With Solyndra executives take the Fifth Amendment to escape scrutiny form Congressional investigators, the ‘open’ season on Federal loan guarantees means any credible push for green jobs has run its course. That said, any continued finger-pointing holds opportunities and risks for both Democrats and the GOP.
If the GOP pushes too hard to make an example of the Solyndra loan gone bad, some GOP lawmakers will be singled out for embracing loan guarantees for their constituents and that will make them hypocrits. In the meantime solar industry leaders need to stop defending the loan and spelling out the odds and the realities of a rapidly growing industry competing in a global market. There are lots of winners and losers and yes. And yes risk is part of the game.
A top environmental consultant told POLITICO this week Obama “got dealt a bad hand” on the Solyndra loan and “he’s played a bad hand very badly.” But our information at TheEnergyFix has it the other way around: The Department of Energy, given the shifting supply chain economics in the industry in 2008-2009, knew the Solyndra model was likely to fail. Only under heavy pressure from the White House did they hastily process the loan paperwork.
Now Obama is likely to be playing defense on his entire renewable energy portfolio. Some ‘greens’, meantime, are pining for Al Gore. Looking at Obama’s inner circle, they see missteps resulting from not having anyone like Gore to call the shots. Others don’t see how even Al Gore could stand a chance against the Tea Party tsunami.
In his State of the Union address in January—his last high-profile joint session address to Congress—President Obama mentioned the word “energy” nine different times. In his jobs speech September 8, also before both congressional chambers, “energy” did not leave his mouth even once, according to U.S. News & World Report.
That begs the question: Will Obama abandon his green jobs push? And also, what does the president lose by dropping a spotlight on the energy sector?
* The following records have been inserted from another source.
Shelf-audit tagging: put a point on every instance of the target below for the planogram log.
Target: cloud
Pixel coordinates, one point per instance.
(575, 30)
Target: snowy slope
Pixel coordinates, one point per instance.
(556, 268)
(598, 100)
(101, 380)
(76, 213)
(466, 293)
According to ClimateWire, rather than pushing his green agenda aside completely, Obama might just want to tackle one political hurdle at a time, and jobs is the obstacle du jour. The contentious issue of energy, with strong advocates on both “Team Drill, Baby, Drill” and “Team Save the Planet,” would have added even more barriers to a jobs plan that already seems like a tough sell in Congress.
Also, by not even touching energy in his speech—apart from a dig at tax loopholes for oil companies—he seemed to do enough to win at least mild approval from environmentalists on the left. After all, doing nothing about energy is a stark contrast with Republicans, including former Massachusetts Gov. Mitt Romney, whose jobs plans push for less environmental regulations and greater expediency for oil and gas drilling and coal production.
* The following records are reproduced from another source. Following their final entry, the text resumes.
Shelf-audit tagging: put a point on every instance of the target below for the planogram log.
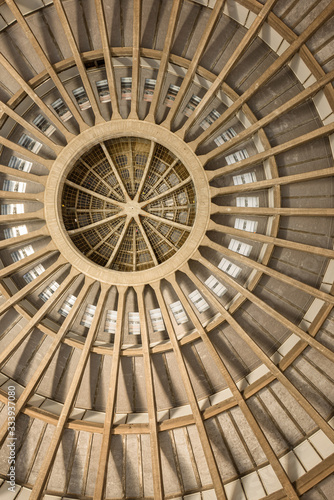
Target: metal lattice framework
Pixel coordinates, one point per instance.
(166, 248)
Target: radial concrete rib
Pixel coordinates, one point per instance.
(209, 455)
(50, 455)
(32, 286)
(188, 79)
(119, 242)
(78, 61)
(277, 181)
(100, 483)
(45, 61)
(35, 257)
(273, 313)
(115, 171)
(30, 128)
(25, 152)
(263, 269)
(111, 201)
(167, 192)
(262, 238)
(147, 241)
(150, 396)
(173, 18)
(323, 131)
(169, 222)
(38, 316)
(38, 101)
(276, 372)
(83, 229)
(107, 58)
(260, 436)
(92, 171)
(277, 113)
(268, 73)
(235, 57)
(37, 376)
(145, 172)
(136, 34)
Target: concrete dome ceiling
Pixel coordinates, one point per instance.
(192, 358)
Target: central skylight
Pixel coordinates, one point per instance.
(128, 204)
But, there’s a chance that Obama’s apparent political concerns might cost him, or at the very least, it could cost America jobs, POLITICO asserts. Republicans and industry advocates have consistently spouted the jobs potential in the energy sector, on which the president might be missing out.
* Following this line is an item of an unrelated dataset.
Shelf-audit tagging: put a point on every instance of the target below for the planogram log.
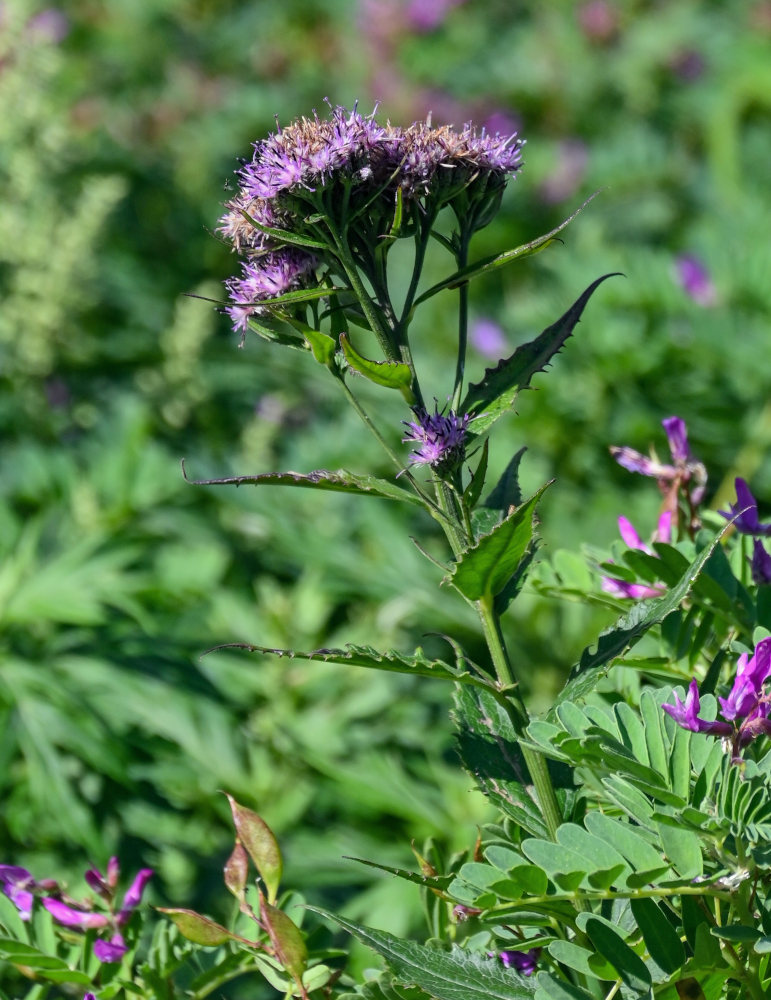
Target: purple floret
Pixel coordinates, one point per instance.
(441, 438)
“The president missed an opportunity to pick the low-hanging fruit of job creation,” said American Petroleum Institute President and CEO Jack Gerard in a statement. “Allowing the responsible development of more of America’s vast domestic oil and natural gas resources could generate more than one million new jobs in just seven years, with thousands of shovel-ready jobs that could be created almost immediately.”
Hmmm. This sounds curiously similar to the very pitch for solar projects in 2009. Let’s just be more prudent about who gets the money and move on to developing and producing more clean energy and stop the political backbiting.
The Oversight Committee in the U.S. House of Representatives meanwhile is targeting the green jobs push as “propaganda” aimed at uniting “environmentalists and union leaders in a deliberate effort to consolidate an ideologically-based agenda,” according to a new report released Thursday, CBS reports.
The committee, led by Rep. Darrell Issa, R-Calif., charges that while the Obama administration touts its green jobs agenda as “a major component of his recovery strategy,” Americans “have received very little return on President Obama’s signature investment” – and that the “green” label is essentially nothing more than a marketing ploy.
The Washington Post reported last week that the Obama program, ”after giving out almost half the allocated amount.” at a cost of $38.6 billion, has created just “3,545 new, permanent jobs.” That’s more than $5 million per job. The Post outlined Obama administration promises to “create or save 65,000 jobs” in the green jobs category. What it left out was that, while campaigning, Obama promised to create 5 million “green” jobs. He’s about 4,996,455 short.
The White House won’t admit it’s failing and it shouldn’t — yet. Obama still has more than 15 months left in this term and a LOT could happen in the interim. If it doesn’t, what credibility he has left is at stake. And that could affect how American voters feel when they enter the voting booth in November 2012.